Here’s a highly informative and irreverent post on how venture capitalists make money. If you are at all interested in the industry, I recommend it. I had to piece it together from many books and blogs over the years. This is maybe the best individual post on the topic I’ve seen.
In the post, the author shares this graphic that they call “The Top Quartile VC Loop.”
Get allocations in good startups
Generate top quartile returns for your LPs
Gain notoriety for your golden touch
Your track record attracts the best startups
The famous funds in VC are famous because they did this. They outperformed and that outperformance led to more outperformance. Once you’re in the loop, it seems almost hard not to keep winning—unless you blow yourself up.
This loop is what every general partner is trying to either kickstart of maintain for their fund.

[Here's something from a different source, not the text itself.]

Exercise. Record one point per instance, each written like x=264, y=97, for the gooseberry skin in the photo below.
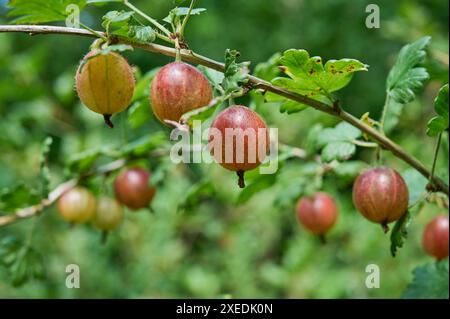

It’s useful framing for everybody in the VC ecosystem:
Aspiring and junior VCs can ask themselves how they can aid the general partners in each stage of this loop
Founders seeking capital must position their company as a way for the fund to achieve top quartile returns for their LPs
GPs are trying to get their loops going and LPs want to invest in funds with this loop
Several friends have recently asked for advice on breaking into VC and my response has been “get as close to doing the job as you can.” Good is domain expertise (e.g. prior experience in the field or thought leadership) and clear articulation of why you would have good judgement. Better is proven access (by e.g. introducing funds to companies) and approximation of judgement (by e.g. managing a “fantasy portfolio.”). Best is actually having invested and built up a track record.
This loop offers some context on why. To break into VC, you need to convince partners or LPs that you can help start or accelerate this loop.